Danny de Vito. Batman Returns |
Sou corrupto, e depois?!
Nós sabíamos que na grande Itália, desde tempos imemoriais, roubar é um direito divino e um costume aceite, pelo que até se pagam impostos à Mafia. Sabíamos que os novos oligarcas russos além de roubar o seu povo até à medula, o fazem recorrendo frequentemente ao assassínio (agora por envenenamento nuclear!) Sabíamos que em Angola e em boa parte da África o roubo, a expoliação violenta dos povos e a destruição dos países são sinónimos do quotidiano pós-colonial. Sabíamos que os coroneis do Brasil e a maioria dos ricos da América Latina continuam alegremente em guerra civil contra os seus próprios povos. Sabíamos que a democracia americana se encontra, como nunca, corroída pela corrupção e pelo sindroma da decadência imperial. Acreditamos, por outro lado, que a Europa é, apesar de tudo (quer dizer, dos seus próprios níveis de corrupção), um oásis distributivo, e que procura desesperadamente salvar a substância e a forma da democracia, insistindo numa cultura da racionalidade humanista, da formalidade institucional, da igualdade perante a lei e da liberdade individual. Não podemos pois deixar de nos estarrecermos com os sucessivos escândalos de corrupção que, de há alguns anos para cá, parece ilustrar a verdadeira natureza da problemática economia lusitana.
Fuga massiva aos impostos por parte de grandes empresas, bancos envolvidos em sofisticadas e vultuosas operações de branqueamento de capitais, jogos de poder e corrupção sórdida no futebol, tráfico ilegal de armas, de droga e de pessoas, redes de pedofilia impunes, voos secretos da CIA (que o Governo escondeu e continua a esconder do Parlamento e dos portugueses em geral) e o mais que se verá, se a Justiça portuguesa não estiver ela mesma prisioneira da corrupção instalada, aproximam perigosamente Portugal dos registos outrora típicos de outras latitudes geo-culturais.
Se não se puser cobro a este descalabro, e o emagrecimento do Estado, em vez de servir para racionalizar a nossa democracia, servir apenas para destruir o insipiente Bem Estar Social lentamente conquistado desde o fim da ditadura, então bem podemos esperar por tempos difíceis e perigosos.

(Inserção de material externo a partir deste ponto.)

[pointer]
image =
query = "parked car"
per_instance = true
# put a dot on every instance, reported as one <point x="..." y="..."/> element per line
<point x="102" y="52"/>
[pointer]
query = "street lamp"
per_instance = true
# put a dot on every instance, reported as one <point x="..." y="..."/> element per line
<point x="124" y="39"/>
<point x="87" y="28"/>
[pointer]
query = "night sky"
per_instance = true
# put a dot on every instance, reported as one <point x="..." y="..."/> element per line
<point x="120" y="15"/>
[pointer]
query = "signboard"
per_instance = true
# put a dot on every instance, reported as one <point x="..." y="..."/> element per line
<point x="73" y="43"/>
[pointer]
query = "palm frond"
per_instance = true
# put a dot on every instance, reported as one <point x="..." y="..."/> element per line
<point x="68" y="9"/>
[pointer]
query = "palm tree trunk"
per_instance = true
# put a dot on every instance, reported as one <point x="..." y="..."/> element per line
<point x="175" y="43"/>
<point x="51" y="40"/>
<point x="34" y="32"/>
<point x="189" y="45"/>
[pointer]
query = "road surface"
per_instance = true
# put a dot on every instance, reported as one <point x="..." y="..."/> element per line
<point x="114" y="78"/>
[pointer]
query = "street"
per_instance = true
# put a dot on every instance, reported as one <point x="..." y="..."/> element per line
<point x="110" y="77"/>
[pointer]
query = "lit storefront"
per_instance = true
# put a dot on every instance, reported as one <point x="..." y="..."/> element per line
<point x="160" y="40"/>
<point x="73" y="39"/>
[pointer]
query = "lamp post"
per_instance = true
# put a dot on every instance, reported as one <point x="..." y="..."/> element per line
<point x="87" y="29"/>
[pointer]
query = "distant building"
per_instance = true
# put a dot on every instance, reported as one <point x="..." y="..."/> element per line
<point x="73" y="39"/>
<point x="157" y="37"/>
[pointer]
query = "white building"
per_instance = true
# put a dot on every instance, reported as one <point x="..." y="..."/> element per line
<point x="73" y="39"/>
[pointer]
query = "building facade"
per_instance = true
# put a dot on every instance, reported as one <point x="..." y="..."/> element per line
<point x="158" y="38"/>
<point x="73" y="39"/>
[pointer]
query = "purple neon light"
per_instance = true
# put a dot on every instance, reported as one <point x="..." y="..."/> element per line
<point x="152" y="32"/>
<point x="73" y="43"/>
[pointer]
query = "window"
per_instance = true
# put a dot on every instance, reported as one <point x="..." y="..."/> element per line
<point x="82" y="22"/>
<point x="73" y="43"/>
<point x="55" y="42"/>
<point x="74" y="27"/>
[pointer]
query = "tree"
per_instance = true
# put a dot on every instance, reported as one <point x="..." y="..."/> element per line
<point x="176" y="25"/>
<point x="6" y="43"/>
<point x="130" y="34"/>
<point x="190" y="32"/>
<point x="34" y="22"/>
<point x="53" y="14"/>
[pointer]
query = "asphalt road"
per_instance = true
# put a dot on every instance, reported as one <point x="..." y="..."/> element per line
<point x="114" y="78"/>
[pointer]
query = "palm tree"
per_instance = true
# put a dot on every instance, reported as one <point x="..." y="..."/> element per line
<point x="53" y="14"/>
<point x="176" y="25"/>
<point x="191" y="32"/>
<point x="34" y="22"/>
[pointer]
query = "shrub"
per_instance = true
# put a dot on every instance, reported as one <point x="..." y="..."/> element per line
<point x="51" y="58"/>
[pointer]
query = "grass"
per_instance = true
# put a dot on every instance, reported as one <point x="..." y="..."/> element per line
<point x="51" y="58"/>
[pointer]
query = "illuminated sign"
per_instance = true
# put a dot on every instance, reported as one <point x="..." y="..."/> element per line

Se aí chegarmos, tal como sucedeu em Portugal no princípio do século 20, poderá voltar a bastar um só homem para nos reconduzir, num primeiro momento, à ordem pública, e depois, a um novo ciclo de obscurantismo autoritário e paternalista. Será diferente do Salazarista concerteza. Será, por exemplo, ciber-autoritário, ciber-paternalista e ciber-obscurantista (em nome, claro está, da luta contra o perigo do tecno-anarquismo). Acontecerá mais provavelmente se a Europa enveredar por um retrocesso ou mesmo por uma pausa (hoje inimaginável para muitos) do processo político da União. Mas não pensem que novas formas de populismo (de tecno-populismo) autoritário são tão improváveis como, neste momento, parecerá aos mais optimistas e sobretrudo aos mais ingénuos. Pensem apenas no que será este país quando o petróleo chegar aos 120 euros pb, por volta do ano 2010, ou 2015. A prosápia inconsequente dos políticos actuais e as más companhias com quem andam auguram o pior. [v.o. 2006/12/9]
Post scriptum:
1) Fãs da corrupção Não se pense que o fenómeno da corrupção organizada indigna os portugueses por aí além. Basta ver como os fãs do Futebol Clube do Porto berram pelo patibular Pinto da Costa (não esquecer a leitura, obrigatória, de "Eu, Carolina", da ex-companheira do presidente do FCP, editado pela Dom Quixote e nas bancas a partir de 2006/12/11). Ou ver como os desempregados de Gondomar trocam votos por micro-ondas em nome do capo local; os eleitores de Oeiras exultam com o seu municipal Isaltino; e os pobres de espírito de Felguerias alimentam sonhos eróticos com a sua santa autarca. (2006/12/10)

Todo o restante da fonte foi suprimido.